Document Assumptions: Clearly state any assumptions made by the function
Error Handling
Meaningful Messages: Error messages should help users understand what went wrong
Appropriate Exceptions: Use standard Python exceptions (ValueError, TypeError, etc.)
Input Validation: Check inputs early and provide clear feedback
Example:
if not isinstance(values, (list, tuple, np.ndarray)):
raise TypeError("Values must be a list, tuple, or numpy array")
if len(values) == 0:
raise ValueError("Cannot calculate statistics for empty dataset")
if not all(isinstance(x, (int, float)) for x in values):
raise ValueError("All values must be numeric (int or float)")
Documentation Standards
Docstring Format
We use Google-style docstrings:
def function_name(param1: Type1, param2: Type2) -> ReturnType:
"""Brief description of what the function does.

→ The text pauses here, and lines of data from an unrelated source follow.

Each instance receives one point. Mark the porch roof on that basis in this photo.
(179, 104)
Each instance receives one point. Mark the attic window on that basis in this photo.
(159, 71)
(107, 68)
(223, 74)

Longer description if needed, explaining the mathematical
background or implementation details.
Args:
param1: Description of first parameter.
param2: Description of second parameter.
Returns:
Description of return value.
Raises:
ExceptionType: Description of when this exception is raised.
Example:
>>> function_name(arg1, arg2)
expected_output
Note:
Any additional notes about usage or mathematical background.
"""
Code Comments
Explain Why: Comments should explain why something is done, not what is done
Mathematical Context: Explain statistical concepts and formulas
Complex Logic: Break down complex calculations with comments
Release Process
Version Numbers
We follow semantic versioning (MAJOR.MINOR.PATCH):
MAJOR: Breaking changes to the API
MINOR: New features, backward compatible
PATCH: Bug fixes, backward compatible
Changelog
All changes are documented in the changelog with:
Added: New features
Changed: Changes in existing functionality
Deprecated: Soon-to-be removed features
Removed: Removed features
Fixed: Bug fixes
Security: Security improvements
Getting Help
If you need help with contributing:
Check Documentation: Read through this guide and the API documentation
Ask Questions: Open a GitHub issue with the “question” label
Join Discussions: Participate in GitHub discussions
Review Examples: Look at existing code for patterns and style
Communication
Be Respectful: Follow our code of conduct
Be Patient: Maintainers review contributions in their spare time
Be Descriptive: Provide clear descriptions in issues and pull requests
Be Collaborative: We’re all working together to improve the project
Recognition
Contributors are recognized in:
README: Major contributors listed
Changelog: Contributors credited for their changes
Documentation: Authors acknowledged in relevant sections
Thank you for contributing to Real Simple Stats!